Soul Zhang Lu Team Open-Sources SoulX-LiveAct: From “Able to Generate” to “Able to Generate Stably Over Extended Periods”
As AI technology accelerates its adoption in digital human live streaming, video podcasts, and real-time interactive scenarios, user expectations for content continuity and performance consistency continue to rise. Against this backdrop, the Soul Zhang Lu team has carried out systematic optimization of real-time digital human generation technology, releasing the open-source model SoulX-LiveAct to further strengthen its technical position in the real-time digital human generation space.

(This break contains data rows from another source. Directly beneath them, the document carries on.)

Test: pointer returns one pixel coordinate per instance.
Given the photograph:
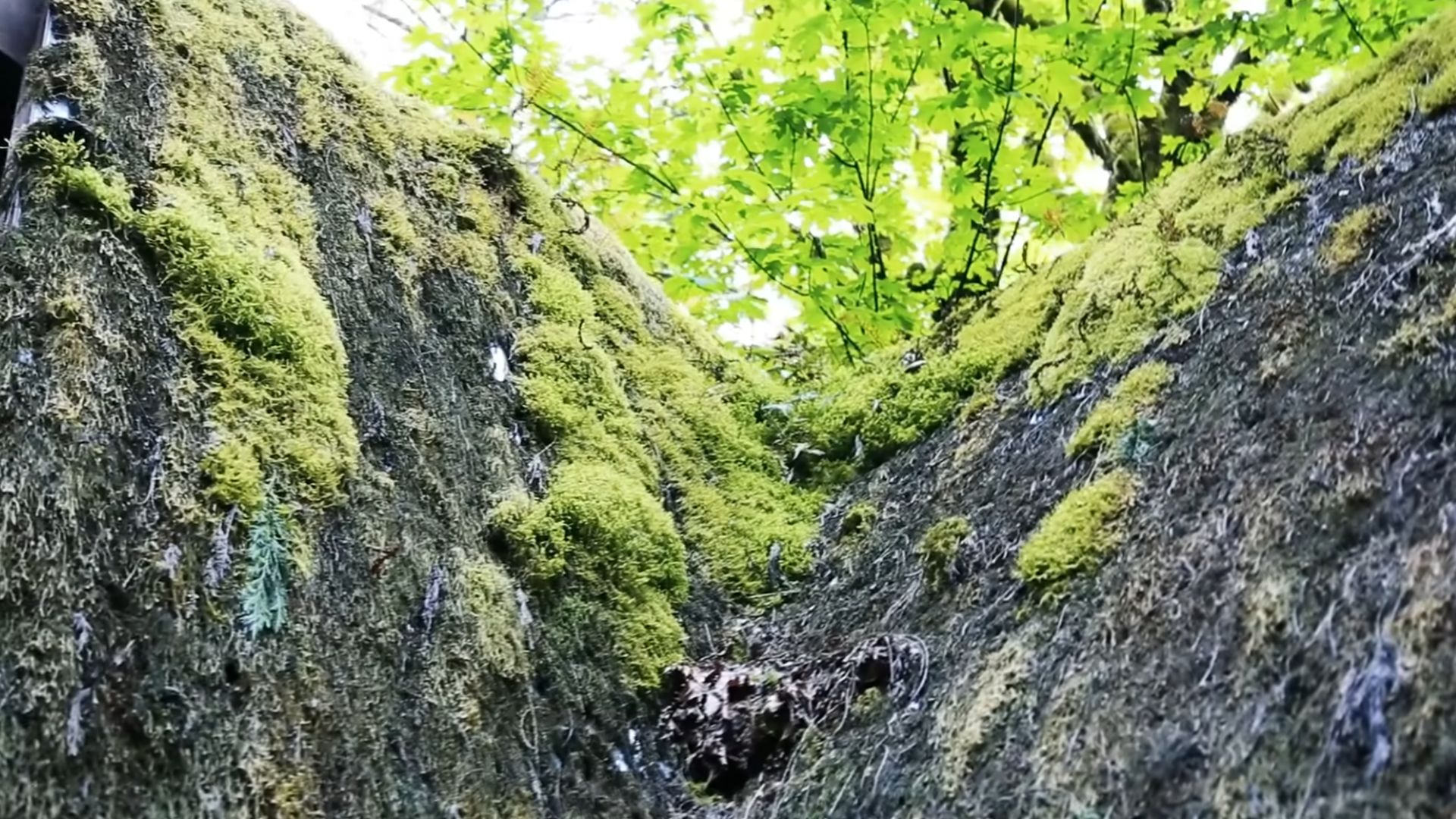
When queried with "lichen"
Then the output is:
(1076, 535)
(389, 215)
(1116, 414)
(938, 547)
(1357, 115)
(977, 706)
(858, 521)
(490, 598)
(1350, 238)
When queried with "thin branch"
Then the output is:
(1354, 27)
(1036, 158)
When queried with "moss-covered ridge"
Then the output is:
(647, 425)
(369, 331)
(1106, 300)
(651, 428)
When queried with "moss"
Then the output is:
(92, 12)
(490, 598)
(1130, 287)
(1357, 115)
(1350, 238)
(938, 548)
(868, 704)
(977, 704)
(72, 69)
(858, 522)
(249, 309)
(1076, 535)
(871, 411)
(391, 218)
(601, 534)
(1114, 416)
(1159, 262)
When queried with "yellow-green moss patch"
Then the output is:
(1078, 534)
(1138, 392)
(1357, 115)
(490, 598)
(937, 550)
(977, 706)
(1110, 297)
(601, 535)
(246, 305)
(1350, 238)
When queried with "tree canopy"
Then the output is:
(878, 162)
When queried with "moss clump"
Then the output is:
(1078, 534)
(490, 598)
(1116, 414)
(1107, 300)
(1350, 238)
(858, 521)
(868, 704)
(246, 305)
(604, 385)
(1357, 115)
(870, 413)
(938, 547)
(599, 535)
(92, 12)
(389, 213)
(977, 706)
(1130, 286)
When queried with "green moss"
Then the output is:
(938, 547)
(490, 598)
(1078, 534)
(391, 216)
(1130, 287)
(1357, 115)
(92, 12)
(599, 535)
(868, 704)
(977, 706)
(1159, 262)
(874, 410)
(1350, 238)
(72, 69)
(858, 521)
(249, 309)
(1116, 414)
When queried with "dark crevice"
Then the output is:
(11, 77)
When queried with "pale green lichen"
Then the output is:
(938, 547)
(977, 704)
(490, 598)
(1116, 414)
(391, 219)
(1350, 238)
(654, 417)
(858, 521)
(92, 12)
(1078, 534)
(1357, 115)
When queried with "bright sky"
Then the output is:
(373, 33)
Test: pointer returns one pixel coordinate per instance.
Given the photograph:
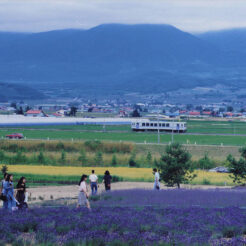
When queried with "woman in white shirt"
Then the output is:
(83, 193)
(157, 179)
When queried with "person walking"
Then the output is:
(3, 192)
(93, 182)
(9, 191)
(107, 180)
(21, 193)
(83, 193)
(157, 179)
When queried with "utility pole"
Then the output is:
(158, 130)
(172, 132)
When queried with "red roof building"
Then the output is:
(35, 113)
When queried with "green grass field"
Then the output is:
(139, 137)
(124, 133)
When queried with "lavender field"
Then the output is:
(137, 217)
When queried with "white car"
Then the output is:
(219, 170)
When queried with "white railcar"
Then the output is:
(149, 125)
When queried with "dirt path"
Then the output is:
(46, 193)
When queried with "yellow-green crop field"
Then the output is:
(128, 174)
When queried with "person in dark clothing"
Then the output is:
(21, 193)
(107, 180)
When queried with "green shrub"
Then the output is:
(41, 158)
(206, 163)
(93, 145)
(99, 158)
(149, 158)
(82, 157)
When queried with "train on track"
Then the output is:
(151, 125)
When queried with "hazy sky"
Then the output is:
(188, 15)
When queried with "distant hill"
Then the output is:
(114, 57)
(18, 92)
(227, 40)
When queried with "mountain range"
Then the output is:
(114, 58)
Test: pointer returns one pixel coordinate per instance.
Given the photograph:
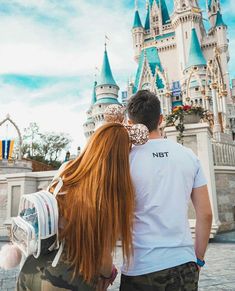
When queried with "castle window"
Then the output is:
(155, 18)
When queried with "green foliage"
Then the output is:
(44, 147)
(177, 117)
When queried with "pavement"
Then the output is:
(217, 275)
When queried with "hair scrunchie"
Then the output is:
(138, 133)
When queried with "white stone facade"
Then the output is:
(172, 37)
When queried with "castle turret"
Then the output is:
(213, 8)
(195, 57)
(89, 125)
(182, 5)
(106, 92)
(157, 17)
(137, 34)
(187, 14)
(222, 45)
(196, 66)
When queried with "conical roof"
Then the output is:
(196, 57)
(164, 9)
(106, 77)
(137, 20)
(219, 20)
(147, 21)
(93, 99)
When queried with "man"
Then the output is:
(165, 175)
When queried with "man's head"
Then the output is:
(144, 107)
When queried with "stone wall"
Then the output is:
(225, 188)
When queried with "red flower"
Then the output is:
(187, 107)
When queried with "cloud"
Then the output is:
(49, 50)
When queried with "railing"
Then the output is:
(224, 154)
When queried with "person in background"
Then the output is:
(96, 207)
(166, 175)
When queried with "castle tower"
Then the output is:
(89, 125)
(137, 34)
(213, 8)
(195, 73)
(106, 92)
(222, 45)
(157, 17)
(187, 15)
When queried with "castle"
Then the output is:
(179, 60)
(184, 64)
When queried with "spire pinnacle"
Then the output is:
(136, 5)
(196, 57)
(106, 76)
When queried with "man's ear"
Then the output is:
(160, 120)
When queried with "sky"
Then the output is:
(49, 50)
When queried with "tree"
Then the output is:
(44, 147)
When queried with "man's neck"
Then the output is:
(155, 134)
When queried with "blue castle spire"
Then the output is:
(165, 13)
(196, 57)
(93, 99)
(106, 77)
(137, 20)
(162, 4)
(209, 4)
(147, 20)
(219, 20)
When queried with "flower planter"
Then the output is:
(191, 118)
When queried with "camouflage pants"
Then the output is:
(39, 275)
(181, 278)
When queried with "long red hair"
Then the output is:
(99, 202)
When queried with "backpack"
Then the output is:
(35, 230)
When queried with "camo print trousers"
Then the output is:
(181, 278)
(39, 275)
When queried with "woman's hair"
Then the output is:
(99, 202)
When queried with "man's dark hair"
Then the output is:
(144, 107)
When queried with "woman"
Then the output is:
(96, 209)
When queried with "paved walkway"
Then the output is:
(217, 275)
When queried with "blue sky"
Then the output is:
(49, 50)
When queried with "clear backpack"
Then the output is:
(35, 230)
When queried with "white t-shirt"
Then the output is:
(164, 174)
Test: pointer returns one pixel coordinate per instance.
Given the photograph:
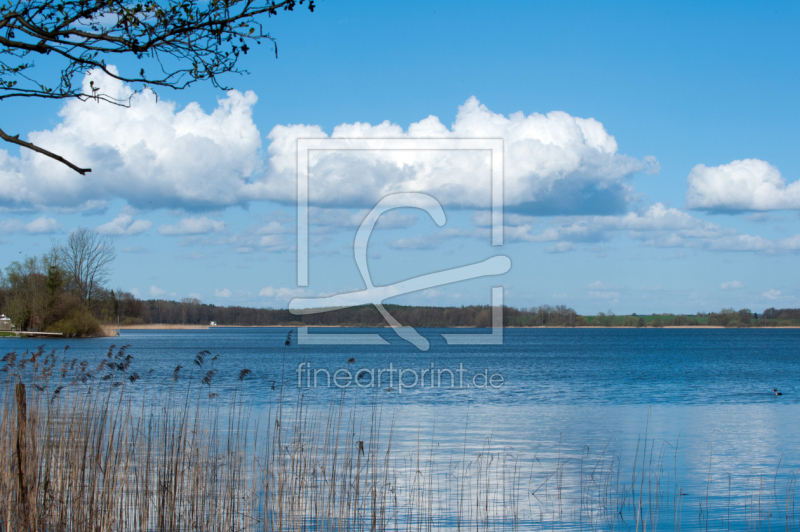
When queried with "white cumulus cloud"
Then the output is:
(151, 154)
(732, 285)
(41, 225)
(125, 225)
(154, 154)
(194, 225)
(554, 163)
(749, 184)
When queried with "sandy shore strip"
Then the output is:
(162, 326)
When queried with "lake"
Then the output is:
(697, 403)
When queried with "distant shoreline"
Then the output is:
(161, 326)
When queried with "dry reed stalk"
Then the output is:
(97, 450)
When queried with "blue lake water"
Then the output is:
(702, 397)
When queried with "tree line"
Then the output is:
(64, 289)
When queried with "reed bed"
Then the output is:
(98, 447)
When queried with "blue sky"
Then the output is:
(607, 111)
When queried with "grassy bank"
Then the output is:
(97, 447)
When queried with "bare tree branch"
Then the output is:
(186, 40)
(15, 140)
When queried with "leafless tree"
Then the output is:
(184, 41)
(86, 258)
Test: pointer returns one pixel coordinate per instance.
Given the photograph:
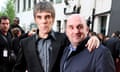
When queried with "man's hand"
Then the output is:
(93, 43)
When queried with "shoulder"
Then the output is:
(28, 39)
(102, 52)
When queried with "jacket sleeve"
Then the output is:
(104, 61)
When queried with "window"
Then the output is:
(24, 5)
(58, 1)
(51, 1)
(18, 7)
(35, 1)
(103, 24)
(29, 4)
(59, 25)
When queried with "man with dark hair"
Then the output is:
(15, 24)
(42, 51)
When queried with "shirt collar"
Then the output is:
(51, 35)
(71, 48)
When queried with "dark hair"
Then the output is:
(4, 18)
(44, 6)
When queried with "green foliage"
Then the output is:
(9, 10)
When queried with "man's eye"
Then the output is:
(70, 27)
(39, 17)
(47, 17)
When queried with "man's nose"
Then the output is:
(76, 30)
(43, 20)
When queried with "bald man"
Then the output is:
(76, 57)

SoulX-LiveAct centers on the core challenge of long-duration continuous generation, employing autoregressive diffusion (AR Diffusion) as its foundational framework and achieving performance improvements through the Neighbor Forcing mechanism and ConvKV Memory mechanism. The model generates video in a chunk-by-chunk fashion, with the diffusion model handling detail modeling within each chunk and contextual information flowing between chunks to enable continuous streaming generation. Building on this, the Neighbor Forcing mechanism aligns adjacent-frame latents within the same diffusion step, ensuring the model maintains a consistent noise semantic space across training and inference, thereby reducing error accumulation caused by distributional inconsistencies.
Meanwhile, the ConvKV Memory mechanism introduces structural optimization to the KV cache in traditional attention mechanisms. It partitions historical information into two components: a “high-precision short-term window” and “compressed long-term memory.” The former preserves local detail and consistency, while the latter compresses information through lightweight convolution into fixed-length historical representations.
To enhance long-sequence stability, SoulX-LiveAct incorporates a RoPE Reset mechanism that periodically realigns position encodings, preventing positional drift as sequences grow. During training, the model not only uses Neighbor Forcing to align training distributions but also constructs long-sequence chunk training samples, enabling the model to directly confront error accumulation and correction processes during training. Additionally, a Memory-Aware training approach consistent with inference is introduced, allowing the model to maintain stable performance under compressed memory conditions—reducing performance fluctuations stemming from train-inference discrepancies at the source.
In terms of inference performance, SoulX-LiveAct transforms historical context from a variable-size cache into a fixed-budget memory structure, achieving constant GPU memory inference—meaning inference memory usage does not grow as video duration increases. Furthermore, the combination of short-term windows and compressed long-term memory keeps computational and communication costs stable for each chunk, preventing latency accumulation during long-video generation. At 512×512 resolution, the system achieves 20 FPS streaming inference on 2×H100/H200 hardware, with end-to-end latency of approximately 0.94 seconds and per-frame computational cost of 27.2 TFLOPs.


Since the beginning of this year, the Soul Zhang Lu team has successively open-sourced SoulX-FlashTalk and SoulX-FlashHead. SoulX-FlashTalk is a 14B-parameter model that achieves sub-second latency of 0.87s at 32 fps while supporting stable long-video generation. SoulX-FlashHead is a lightweight 1.3B model capable of 96 FPS inference on a single RTX 4090 GPU. Building on these, SoulX-LiveAct further fills the gap in “long-duration stable generation” capabilities.
In its open-source strategy, the Soul Zhang Lu team continues to publicly share its technical achievements, driving the iteration of its own AI infrastructure while providing developers with reusable tools. Through collaboration with the global developer community, these technologies are continuously expanding application boundaries and fostering a more dynamic AI application ecosystem.